Monday, March 9, 2009

Battle Lines Drawn

Another week, another weigh-in. My initial weight loss battle plan, while effective, has apparently lost its strength. The enemy (the lbs I can’t seem to lose) is on to me, so I have been forced to change tactics in a few ways. First, I am choosing to attend WW tonight, Monday, instead of my normal Tuesday. My hope is that a different WW leader will not only inspire me but also offer me some constructive advice which I can work from. My regular leader says things to me like "Well, you could be doing better" and "You need to do something to jump start your weight loss." Thanks, lady. Do they pay you to state the obvious? Because if so I'd like an application.

Second tactic change: Take some advice. I've spent the past week taking into consideration the thought of a few near & dear friends, which is: You are working your body too hard. You're tired, and maybe not eating enough, and your body is holding on to all your calories (aka energy) because it feels like it needs to in order to survive. You look good, but you also look like hell. You're exhausted-- slow down.

So, I did. I went to the gym a mere 4 times this week, and was as lax with my points counting as I've ever been. I let my mind and my body relax a bit. A mini-vacation from WW, I am hoping, will be just what I needed.

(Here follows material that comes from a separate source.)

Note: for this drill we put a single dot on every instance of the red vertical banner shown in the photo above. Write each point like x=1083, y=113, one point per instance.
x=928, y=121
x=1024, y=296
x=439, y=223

Third tactic change: Stop focusing so much on the weight loss itself. I have been beating myself up thinking "Body, you might not like me very much right now, but you can't deny that I'm working hard, so stop being such a jerk and show me the weight loss, damnit!" This was not getting me anywhere, and in fact was driving me certifiably, Britney-Spears-with-an-umbrella crazy. My mind, despite being in overdrive, was not able to outwit my body. Apparently my body has a mind of it’s own and it is unfortunately not the same mind that wants to lose weight. Then, late last week I got a text from my little bro that made me realize what my outlook should have been: "Remember two things: 1) You are an [insert my last name here]...your body will fight weight loss like it's a disease and 2) The most impressive goal is completing the tri...the losing weight thing just comes along with it." He couldn’t be more right- why didn’t I let myself think of it this way? It does feel like my body is battling against this- and I know it’s never been easy for me or anyone else in my family to lose weight, so I shouldn’t be surprised.

And the triathlon truly is the bigger goal here. If I keep focused on that, losing weight will be a by-product of my training. My body can only deny me the weight loss for so long (do you hear that, body?! You can’t deny me forever!). Not that I’m giving up on WW- I just need to remember that it’s only one piece of the metaphorical pie. Mmmm....pie. I don’t even like pie and writing that made me hungry. Even metaphorical pie sounds delish.

Anyway. Will I meet my May 1st weight loss goal? Maybe. Does it matter if I don’t? Not really. And I say that grudgingly. It’s an arbitrary goal that should have been attainable and I’ll have no excuse if I don’t meet it (besides my body’s plot against me). But here’s another thought— Who do I need to give an excuse to if I don’t? Certainly I know all my own excuses, my reasons, my hard work and my mis-steps. I don’t need to answer to anyone but myself on this one. Do I want to meet my goal? Heck yes. Will I be mad if I don’t? Uh-huh, absolutely. Nothing I can do about that, it’s the way I am. But I know that I’ve worked very hard, and that if I don’t meet my goal it was not for lack of effort. I also know that I will get there; if not May 1st, then maybe June 1st. Or maybe August 1st (but eeek, I hope not!). I won’t give up. I’ll revise my battle strategy until my body & mind call a truce, hurtling across finish lines hand-in-hand, living happily ever after.

Now I’m off to my WW meeting. Wish me luck.

1 comment:

  1. Stopping in from SITS. Kudos to you for competing in a Triatholon! I love your attitude!